En ce qui concerne la France, Euler Hermes évalue à 64 000 le nombre des défaillances d’entreprises en 2021, sachant que l’une des faiblesses des entreprises françaises est qu’elles étaient déjà endettées avant la crise. Si tous les secteurs seront affectés, les plus à risque restent les transports, l’automobile, le tourisme, la restauration et le commerce de détail non-alimentaire, ainsi que le secteur industriel, car une partie de la production a été à l’arrêt. Enfin, le confinement a porté un coup fatal à toutes les sociétés qui étaient déjà affaiblies, avant même l’irruption de la pandémie. 
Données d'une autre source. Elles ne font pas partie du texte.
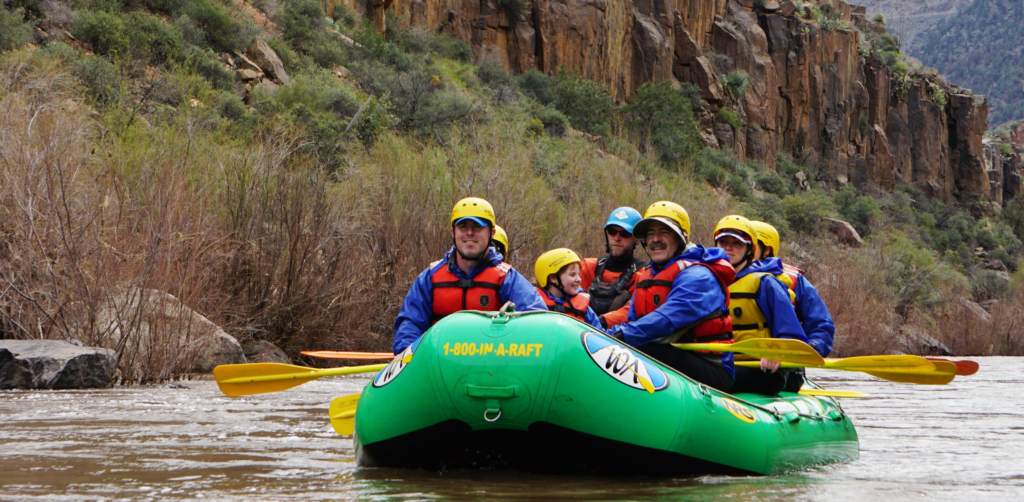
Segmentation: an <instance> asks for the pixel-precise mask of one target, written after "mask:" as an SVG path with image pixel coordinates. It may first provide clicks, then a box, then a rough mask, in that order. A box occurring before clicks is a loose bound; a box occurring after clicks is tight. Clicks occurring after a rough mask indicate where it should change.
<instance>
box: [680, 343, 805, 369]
mask: <svg viewBox="0 0 1024 502" xmlns="http://www.w3.org/2000/svg"><path fill="white" fill-rule="evenodd" d="M673 345H674V346H675V347H677V348H682V349H683V350H714V351H719V352H739V353H745V354H748V355H754V357H755V358H762V359H768V360H772V361H781V362H782V363H794V364H798V365H804V366H821V365H823V364H824V362H825V361H824V360H823V359H821V355H819V354H818V352H817V351H816V350H814V348H812V347H811V346H810V345H808V344H806V343H804V342H802V341H800V340H791V339H788V338H752V339H750V340H743V341H739V342H736V343H731V344H730V343H673Z"/></svg>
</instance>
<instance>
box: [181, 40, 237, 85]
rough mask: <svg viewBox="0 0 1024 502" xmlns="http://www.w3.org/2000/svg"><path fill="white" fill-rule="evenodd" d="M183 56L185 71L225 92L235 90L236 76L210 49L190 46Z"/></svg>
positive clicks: (185, 51)
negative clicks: (192, 73) (222, 89)
mask: <svg viewBox="0 0 1024 502" xmlns="http://www.w3.org/2000/svg"><path fill="white" fill-rule="evenodd" d="M181 55H182V58H183V62H182V66H183V67H184V68H185V69H187V70H189V71H191V72H195V73H196V74H198V75H200V76H202V77H203V78H205V79H207V80H209V81H210V83H211V84H213V86H214V87H216V88H218V89H223V90H231V89H233V88H234V74H232V73H231V71H230V70H228V69H227V68H226V67H224V65H223V64H221V62H220V59H218V58H217V55H216V54H214V53H213V51H211V50H210V49H206V48H200V47H196V46H189V47H188V48H186V49H185V50H184V51H183V52H182V54H181Z"/></svg>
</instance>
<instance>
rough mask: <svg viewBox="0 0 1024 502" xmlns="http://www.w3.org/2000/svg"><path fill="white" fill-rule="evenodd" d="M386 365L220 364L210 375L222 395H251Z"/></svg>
mask: <svg viewBox="0 0 1024 502" xmlns="http://www.w3.org/2000/svg"><path fill="white" fill-rule="evenodd" d="M386 366H387V365H367V366H348V367H344V368H330V369H326V370H317V369H315V368H307V367H305V366H293V365H283V364H279V363H253V364H248V365H221V366H218V367H216V368H214V369H213V378H214V379H215V380H216V381H217V386H218V387H220V391H221V392H224V395H230V396H232V398H233V396H238V395H251V394H259V393H266V392H276V391H280V390H287V389H289V388H292V387H296V386H299V385H302V384H303V383H306V382H308V381H311V380H315V379H317V378H323V377H326V376H338V375H354V374H357V373H371V372H377V371H381V370H383V369H384V368H385V367H386Z"/></svg>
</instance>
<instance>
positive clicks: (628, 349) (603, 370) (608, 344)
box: [583, 332, 669, 390]
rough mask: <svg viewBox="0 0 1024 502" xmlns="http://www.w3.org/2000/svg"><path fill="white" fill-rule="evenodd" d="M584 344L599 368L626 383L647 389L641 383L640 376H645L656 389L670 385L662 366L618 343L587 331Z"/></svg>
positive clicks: (629, 384) (590, 356)
mask: <svg viewBox="0 0 1024 502" xmlns="http://www.w3.org/2000/svg"><path fill="white" fill-rule="evenodd" d="M583 345H584V347H586V348H587V353H589V354H590V359H592V360H594V363H596V364H597V367H598V368H600V369H601V370H603V371H604V372H605V373H607V374H608V376H610V377H611V378H614V379H615V380H618V381H620V382H622V383H625V384H626V385H629V386H631V387H633V388H638V389H640V390H646V389H645V388H644V387H643V385H642V384H641V383H640V378H645V379H647V381H649V382H650V384H651V385H653V386H654V390H662V389H664V388H666V387H668V386H669V378H668V377H667V376H666V375H665V372H664V371H662V369H660V368H658V367H657V366H654V364H653V363H651V362H649V361H647V360H645V359H643V358H641V357H639V355H637V354H636V352H634V351H633V350H630V349H629V348H626V347H624V346H623V345H620V344H618V343H615V342H613V341H611V340H609V339H607V338H605V337H603V336H601V335H598V334H597V333H589V332H587V333H584V334H583Z"/></svg>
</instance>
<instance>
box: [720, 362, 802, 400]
mask: <svg viewBox="0 0 1024 502" xmlns="http://www.w3.org/2000/svg"><path fill="white" fill-rule="evenodd" d="M786 373H788V372H785V371H781V370H779V371H776V372H775V373H771V372H765V371H761V368H746V367H743V366H737V367H736V381H735V382H734V383H733V384H732V390H730V391H729V393H739V392H752V393H758V394H765V395H777V394H778V393H779V392H780V391H782V389H783V388H785V380H786V378H785V375H786Z"/></svg>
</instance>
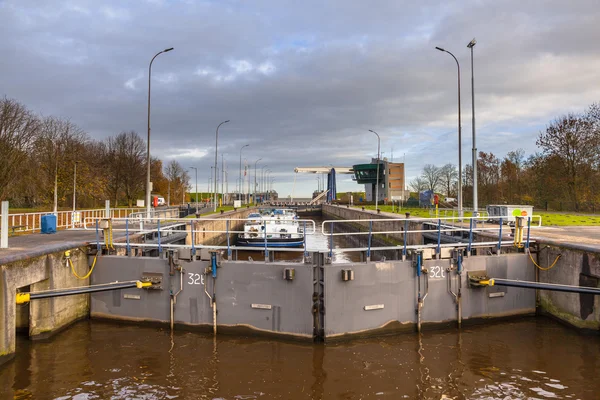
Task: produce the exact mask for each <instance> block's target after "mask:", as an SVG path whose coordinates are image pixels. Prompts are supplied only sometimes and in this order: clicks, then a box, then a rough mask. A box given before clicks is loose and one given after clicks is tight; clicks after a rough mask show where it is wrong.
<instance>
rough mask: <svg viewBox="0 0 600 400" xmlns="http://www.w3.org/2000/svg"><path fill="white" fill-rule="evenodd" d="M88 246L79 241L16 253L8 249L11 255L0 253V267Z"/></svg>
mask: <svg viewBox="0 0 600 400" xmlns="http://www.w3.org/2000/svg"><path fill="white" fill-rule="evenodd" d="M87 245H88V241H86V240H81V241H77V242H62V243H60V244H58V243H48V244H41V245H38V246H36V247H34V248H31V249H20V251H18V252H17V251H16V250H17V249H9V250H13V251H12V252H11V253H12V254H11V253H8V254H2V253H0V265H4V264H11V263H14V262H17V261H22V260H29V259H31V258H36V257H41V256H45V255H48V254H51V253H58V252H61V251H66V250H71V249H75V248H78V247H86V246H87Z"/></svg>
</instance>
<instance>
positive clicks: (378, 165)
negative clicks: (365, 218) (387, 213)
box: [369, 129, 381, 211]
mask: <svg viewBox="0 0 600 400" xmlns="http://www.w3.org/2000/svg"><path fill="white" fill-rule="evenodd" d="M369 132H373V133H374V134H376V135H377V183H376V185H377V186H376V187H375V211H377V204H378V202H379V150H380V149H381V146H380V144H381V140H380V138H379V134H378V133H377V132H375V131H374V130H372V129H369Z"/></svg>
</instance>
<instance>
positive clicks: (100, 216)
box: [8, 208, 140, 233]
mask: <svg viewBox="0 0 600 400" xmlns="http://www.w3.org/2000/svg"><path fill="white" fill-rule="evenodd" d="M139 210H140V208H111V209H109V215H108V216H107V215H106V209H105V208H98V209H93V210H76V211H75V212H73V211H58V212H56V213H53V212H33V213H15V214H8V229H9V231H11V233H17V232H28V233H33V232H37V231H40V230H41V227H42V217H43V216H44V215H49V214H52V215H55V216H56V228H57V229H67V228H77V227H83V221H84V220H85V219H99V218H107V217H108V218H125V217H127V216H128V215H130V214H132V213H135V212H138V211H139Z"/></svg>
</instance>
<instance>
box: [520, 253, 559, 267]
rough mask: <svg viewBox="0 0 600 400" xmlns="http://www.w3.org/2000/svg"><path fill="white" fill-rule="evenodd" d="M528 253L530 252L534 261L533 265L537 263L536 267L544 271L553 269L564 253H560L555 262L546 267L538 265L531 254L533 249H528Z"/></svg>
mask: <svg viewBox="0 0 600 400" xmlns="http://www.w3.org/2000/svg"><path fill="white" fill-rule="evenodd" d="M527 253H529V258H530V259H531V262H532V263H533V265H535V266H536V267H538V268H539V269H540V270H542V271H548V270H549V269H551V268H552V267H554V266H555V265H556V263H557V262H558V260H559V259H560V258H561V257H562V254H559V255H558V256H557V257H556V260H554V262H553V263H552V265H551V266H549V267H548V268H544V267H540V266H539V265H537V263H536V262H535V260H534V259H533V257H532V256H531V251H527Z"/></svg>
Le plan de relance du Gouvernement français va-t-il réussir à changer la donne ? Doté de 100 milliards d’euros (dont 40 milliards de subventions au titre du plan de relance de l’Union européenne), il vient s’ajouter aux plus de 400 milliards déjà engagés par les pouvoirs publics pour soutenir l’économie. Selon la répartition présentée mi-juillet par le Premier ministre, Jean Castex, 40 milliards d’euros sont destinés à l’industrie pour améliorer la compétitivité de l’appareil productif, 20 milliards au financement de la transition écologique, 20 milliards au soutien à la formation et la préservation des compétences, ainsi qu’à l’emploi des jeunes, et enfin 20 milliards sont réservés à des mesures de solidarité (dont des investissements dans l’hôpital public). 

« Le plus dur reste à venir »

« Je continue à estimer que le plus dur est devant nous, (…) en matière d’emplois, de risque de faillite, de redressement de notre économie, c’est maintenant qu’il faut accélérer, c’est maintenant qu’il faut se retrousser les manches », a déclaré le ministre de l’Économie, Bruno Le Maire, le 28 juillet dernier devant la commission des Affaires économiques de l’Assemblée nationale. Objectif : « avoir retrouvé d’ici 2022 le niveau d’activité que nous avions avant la crise », a-t-il précisé. Un objectif qu’il juge « réaliste ».